Estamos falando dos tempos das fitas de VHS e, talvez alguns lembrem, um filme que obteve mediano destaque foi uma aventura sobre a caçada a um javali gigante. O título era “Razorback – O Corte da Navalha” e foi lançado em 1984. O diretor era o australiano Russell Mulcahy, um nome ainda não muito conhecido no mercado cinematográfico, mas que viria a ter a grande virada de sua carreira dois anos depois, sendo o diretor responsável pelo cultuado “Highlander – O Guerreiro Imortal”, com Christopher Lambert e Sean Connery, além de trilha sonora executada pelo Queen.
Mulcahy não conseguiu capitalizar muitos passos no cinema depois disso. A franquia de mais destaque com a qual ainda se envolveu foi a série Resident Evil, tendo dirigido a sequência de 2007, intitulada “Resident Evil 3 – A Extinção”, e, na área dos seriados, participa ativamente na produção do terror adolescente “Teen Wolf”. O forte de sua carreira eram os videoclips musicais. Elton John, Billy Joel e Duran Duran eram seus mais recorrentes clientes, sendo que esse último lhe entregou a condução do curta musical “Arena”, de 1985, explicitamente inspirado no filme “Barbarella”, com Jane Fonda.

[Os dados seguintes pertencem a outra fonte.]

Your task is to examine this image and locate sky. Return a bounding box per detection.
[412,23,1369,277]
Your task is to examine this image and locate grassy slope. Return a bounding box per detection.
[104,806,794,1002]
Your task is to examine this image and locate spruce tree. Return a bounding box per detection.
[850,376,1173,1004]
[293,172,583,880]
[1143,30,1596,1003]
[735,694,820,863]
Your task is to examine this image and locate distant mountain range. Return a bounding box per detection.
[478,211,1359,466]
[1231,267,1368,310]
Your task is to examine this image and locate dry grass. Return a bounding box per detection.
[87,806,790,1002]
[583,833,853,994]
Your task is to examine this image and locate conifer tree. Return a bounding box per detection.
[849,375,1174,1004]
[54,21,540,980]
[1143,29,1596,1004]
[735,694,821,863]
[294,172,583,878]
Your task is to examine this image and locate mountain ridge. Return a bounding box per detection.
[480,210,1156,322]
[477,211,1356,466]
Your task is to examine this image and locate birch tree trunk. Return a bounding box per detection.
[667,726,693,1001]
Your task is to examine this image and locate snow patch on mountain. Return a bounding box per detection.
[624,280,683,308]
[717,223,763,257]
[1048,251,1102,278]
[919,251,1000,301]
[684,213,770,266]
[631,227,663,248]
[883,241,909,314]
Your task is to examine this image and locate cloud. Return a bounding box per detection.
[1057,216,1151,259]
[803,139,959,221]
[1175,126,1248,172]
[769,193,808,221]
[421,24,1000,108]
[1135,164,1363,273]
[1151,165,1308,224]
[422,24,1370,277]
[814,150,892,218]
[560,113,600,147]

Quem assistisse seus filmes poderia, facilmente, reconhecer a aplicação do que ele aprendeu realizando vídeos musicais. Alguns bem famosos passaram por suas mãos, como “Bette Davis Eyes”, de Kim Carnes, “Total Eclipse of the Heart”, de Bonnie Tyler, “It´s Raining Again”, do Supertramp, e “The War Song”, do Culture Club. Descontada a passagem do tempo, foram peças promocionais bem executadas. Muito melhores do que aquilo que ele assinou no começo de sua carreira, com uma banda de sua terra natal que também dava seus primeiros passos, o AC/DC.

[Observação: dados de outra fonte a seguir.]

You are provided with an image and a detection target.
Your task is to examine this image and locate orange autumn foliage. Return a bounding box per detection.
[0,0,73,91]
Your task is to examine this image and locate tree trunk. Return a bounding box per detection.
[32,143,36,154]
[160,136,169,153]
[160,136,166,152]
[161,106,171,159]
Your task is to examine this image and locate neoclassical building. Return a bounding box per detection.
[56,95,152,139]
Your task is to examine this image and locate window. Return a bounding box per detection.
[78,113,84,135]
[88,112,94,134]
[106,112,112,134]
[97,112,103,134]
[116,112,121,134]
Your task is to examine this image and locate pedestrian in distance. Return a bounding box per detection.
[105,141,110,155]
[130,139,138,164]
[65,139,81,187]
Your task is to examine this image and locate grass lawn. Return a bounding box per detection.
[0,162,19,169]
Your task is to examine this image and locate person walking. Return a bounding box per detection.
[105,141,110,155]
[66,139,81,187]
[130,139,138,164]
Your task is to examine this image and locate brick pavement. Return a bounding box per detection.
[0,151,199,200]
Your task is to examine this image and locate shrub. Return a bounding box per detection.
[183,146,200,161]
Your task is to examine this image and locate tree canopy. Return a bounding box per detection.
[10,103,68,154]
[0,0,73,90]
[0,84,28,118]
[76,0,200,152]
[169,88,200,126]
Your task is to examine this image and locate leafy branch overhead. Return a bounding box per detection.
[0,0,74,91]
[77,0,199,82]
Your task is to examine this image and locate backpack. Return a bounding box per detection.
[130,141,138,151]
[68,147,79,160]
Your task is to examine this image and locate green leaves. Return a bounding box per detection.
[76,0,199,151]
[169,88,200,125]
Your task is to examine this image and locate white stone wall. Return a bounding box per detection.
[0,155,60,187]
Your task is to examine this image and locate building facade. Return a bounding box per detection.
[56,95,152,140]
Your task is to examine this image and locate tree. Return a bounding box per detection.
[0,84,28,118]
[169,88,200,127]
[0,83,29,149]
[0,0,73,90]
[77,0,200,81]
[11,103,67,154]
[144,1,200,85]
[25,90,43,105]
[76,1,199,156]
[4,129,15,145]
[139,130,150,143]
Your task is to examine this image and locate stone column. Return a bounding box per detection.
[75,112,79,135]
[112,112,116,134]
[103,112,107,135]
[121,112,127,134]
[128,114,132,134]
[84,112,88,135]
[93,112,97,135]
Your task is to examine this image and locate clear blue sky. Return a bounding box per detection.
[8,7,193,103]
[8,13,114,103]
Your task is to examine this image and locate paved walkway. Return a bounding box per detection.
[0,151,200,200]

Dizer que o clip de “Baby Please Don´t Go” foi dirigido é abusar da licença poética. Embora o nome de Russel seja creditado, ele não deve ter feito muita coisa ali além de editar um pouco e lançar. O video foi praticamente retirado de uma apresentação da banda em um programa semanal de televisão chamado “Countdown” – a mesma fonte da qual foi gerado o vídeo para a canção “Problem Child” – mas isso não o torna um trabalho menor ou menos antológico e o fator Bon Scott foi o responsável para fazer deste clip um clássico.

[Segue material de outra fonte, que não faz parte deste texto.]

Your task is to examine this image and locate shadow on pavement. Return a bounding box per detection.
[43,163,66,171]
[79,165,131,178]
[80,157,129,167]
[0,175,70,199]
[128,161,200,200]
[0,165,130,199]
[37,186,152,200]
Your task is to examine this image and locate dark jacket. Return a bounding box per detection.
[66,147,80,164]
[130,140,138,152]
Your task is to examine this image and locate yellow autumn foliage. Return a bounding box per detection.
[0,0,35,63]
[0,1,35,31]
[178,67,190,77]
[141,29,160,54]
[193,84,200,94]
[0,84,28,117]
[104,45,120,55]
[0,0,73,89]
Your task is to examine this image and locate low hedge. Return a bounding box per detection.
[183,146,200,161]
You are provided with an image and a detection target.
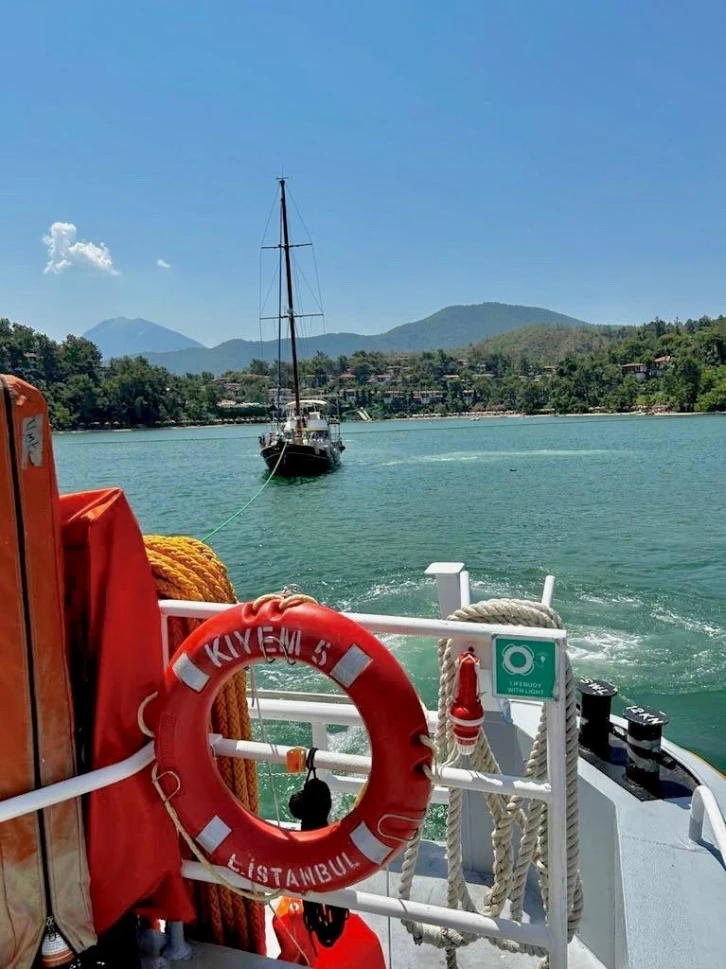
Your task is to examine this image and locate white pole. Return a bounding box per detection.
[158,599,567,642]
[459,570,472,608]
[346,613,567,641]
[689,785,726,862]
[245,697,440,737]
[545,638,570,969]
[0,743,154,824]
[542,575,556,608]
[310,721,330,781]
[212,737,552,802]
[182,861,550,950]
[163,921,192,961]
[324,771,450,805]
[425,562,465,619]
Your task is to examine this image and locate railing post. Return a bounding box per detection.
[425,562,465,619]
[311,721,330,782]
[163,921,192,960]
[545,637,570,969]
[542,575,556,608]
[689,785,726,864]
[689,787,705,843]
[460,570,472,607]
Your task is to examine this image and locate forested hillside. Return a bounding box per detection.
[0,319,220,428]
[1,314,724,429]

Quando Bon surgiu para cantar pegou todos de surpresa, inclusive seus colegas de banda. O vocalista abusou da canalhice e se travestiu como uma jovem estudante, usando uma peruca louca com trancinhas e um vestido com saia. Tatuagens à mostra e calcinha também, exibida em uma escancarada cambalhota no meio da música, depois de acender um cigarro. Isso era 1976, e a televisão não costumava transgredir pudores dessa natureza. Foi um sacrifício para a banda conseguir concluir a apresentação sem se engasgar em gargalhadas, como pode se ver pela expressão de Phil Rudd, que não consegue tirar os olhos de cima de Bon enquanto toca. Enfim, um video simples mas que surge tão divertido quanto a música que traduz, um cover de Big Joe Williams.
E para fechar o ciclo de conexões, a palavra Highlander, que nomeia o principal trabalho de Russell Mulcahy, é um termo para designar aqueles que vem das Terras Altas, os escoceses. Bon e os irmãos Youngs são escoceses. Verdadeiros Highlanders! Verdadeiros imortais!